A new study by researchers in the University of Iowa College of Public Health examines the complex relationships between water and sanitation access and social conditions on birth outcomes among women in India.
Globally, preterm birth (PTB) and low infant birth weight (LBW) are leading causes of maternal and child illnesses and death. In low-income countries, the challenges women face to meet their basic water, sanitation, and hygiene (WASH) needs may be a major contributor to adverse health outcomes.
“Many homes in low-income countries have no private drinking water source. Women and girls are tasked with fetching water from outside the home, which can be physically stressful,” says Kelly Baker, assistant professor of occupational and environmental health, who co-authored the study. “In addition, homes often lack private toilet facilities, meaning women must use shared or public latrines or manage their sanitation needs in open spaces.”
The lack of water and sanitation in the home forces women to navigate challenging, and sometimes personally threatening, social and environmental public conditions to collect water and to find a safe, private place to defecate, bathe, or manage menstruation, leading to psychosocial stress.
“Determining whether WASH-related stress—both physical and psychosocial—affects birth outcomes for women in low- and middle-income countries is critical for understanding whether the global prevalence of preterm birth and low infant birth weight could be reduced by improving the social and environmental conditions in which pregnant women seek clean water and proper sanitation,” says study co-author William Story, assistant professor of community and behavioral health.
For the study, which was published online Oct. 8, 2018, in PLOS ONE, the researchers used data from the India Human Development Survey . The survey asked women about their drinking water source, walking time to that source, time spent fetching water, sanitation (toilet) access, harassment of women and girls, local crime, whether community problems are solved collectively or individually, the amount of conflict within the community, as well as education, household wealth, and other characteristics.
The researchers examined the effect of pre-birth WASH and social conditions on self-reported PTB status and LBW status for 7,926 women who gave birth between 2004/2005 and 2011/2012. Of these women, 14.9 percent experienced premature birth and 15.5 percent delivered a low birth weight baby.

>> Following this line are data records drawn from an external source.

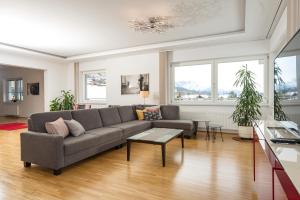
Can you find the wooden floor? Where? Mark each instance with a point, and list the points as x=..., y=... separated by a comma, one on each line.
x=203, y=170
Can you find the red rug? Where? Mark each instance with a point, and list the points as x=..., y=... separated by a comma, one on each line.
x=12, y=126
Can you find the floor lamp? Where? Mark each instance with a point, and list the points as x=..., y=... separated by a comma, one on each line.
x=144, y=94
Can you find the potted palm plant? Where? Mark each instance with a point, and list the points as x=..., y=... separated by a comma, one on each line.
x=247, y=108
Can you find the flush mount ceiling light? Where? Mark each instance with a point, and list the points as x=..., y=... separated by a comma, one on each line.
x=152, y=24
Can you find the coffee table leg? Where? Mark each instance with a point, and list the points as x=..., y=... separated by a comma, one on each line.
x=163, y=152
x=128, y=150
x=182, y=140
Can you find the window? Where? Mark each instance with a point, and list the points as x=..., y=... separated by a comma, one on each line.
x=212, y=81
x=227, y=76
x=94, y=85
x=288, y=73
x=14, y=90
x=192, y=82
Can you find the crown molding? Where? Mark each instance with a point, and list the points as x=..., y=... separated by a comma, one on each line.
x=158, y=46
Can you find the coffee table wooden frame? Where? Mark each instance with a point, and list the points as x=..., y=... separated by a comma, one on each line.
x=163, y=145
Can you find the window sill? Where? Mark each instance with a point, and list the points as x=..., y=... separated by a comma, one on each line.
x=211, y=103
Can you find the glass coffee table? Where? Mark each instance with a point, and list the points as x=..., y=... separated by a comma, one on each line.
x=158, y=136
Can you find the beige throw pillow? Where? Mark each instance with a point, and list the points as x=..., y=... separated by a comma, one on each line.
x=57, y=127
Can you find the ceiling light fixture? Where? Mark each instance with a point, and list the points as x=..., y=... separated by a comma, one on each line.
x=152, y=24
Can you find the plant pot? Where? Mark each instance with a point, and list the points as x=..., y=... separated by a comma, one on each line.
x=246, y=132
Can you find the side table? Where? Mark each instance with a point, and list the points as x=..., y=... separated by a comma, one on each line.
x=206, y=122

The study found that increased time daily spent fetching household water increased women’s risk of delivering a low birth weight baby. Open defecation and using a shared latrine within a woman’s building or compound were also associated with higher odds of low birth weight and preterm birth, respectively, compared to having a private household toilet.
Harassment of women and girls in the community also was associated with both low birth weight and preterm birth. The data also showed a possible association of local crime with low birth weight.
“This study contributes to the limited evidence related to environmental causes of PTB and LBW by demonstrating that lack of household WASH infrastructure and social factors, like crime and harassment of women and girls, are risk factors for adverse birth outcomes in women in low- and middle-income countries,” the researchers write. “Additionally, the findings suggest that gender norms that sanction harassment of women and girls and place the burden of household water fetching on women are key determinants of vulnerability to PTB and LBW among Indian women.”
Interventions that reduce domestic responsibilities related to water and sanitation and that change social norms related to gender-based harassment may reduce rates of PTB and LBW in India, the authors note.
Additional contributors to the study include Evan Walser-Kuntz and Bridget Zimmerman from the UI Department of Biostatistics. The paper is available online at https://journals.plos.org/plosone/article?id=10.1371/journal.pone.0205345.
The study was funded by a pilot grant from the University of Iowa College of Public Health. Funding for the original IHDS study was provided to the University of Maryland and the National Council of Applied Economic Research, New Delhi, by the National Institutes of Health.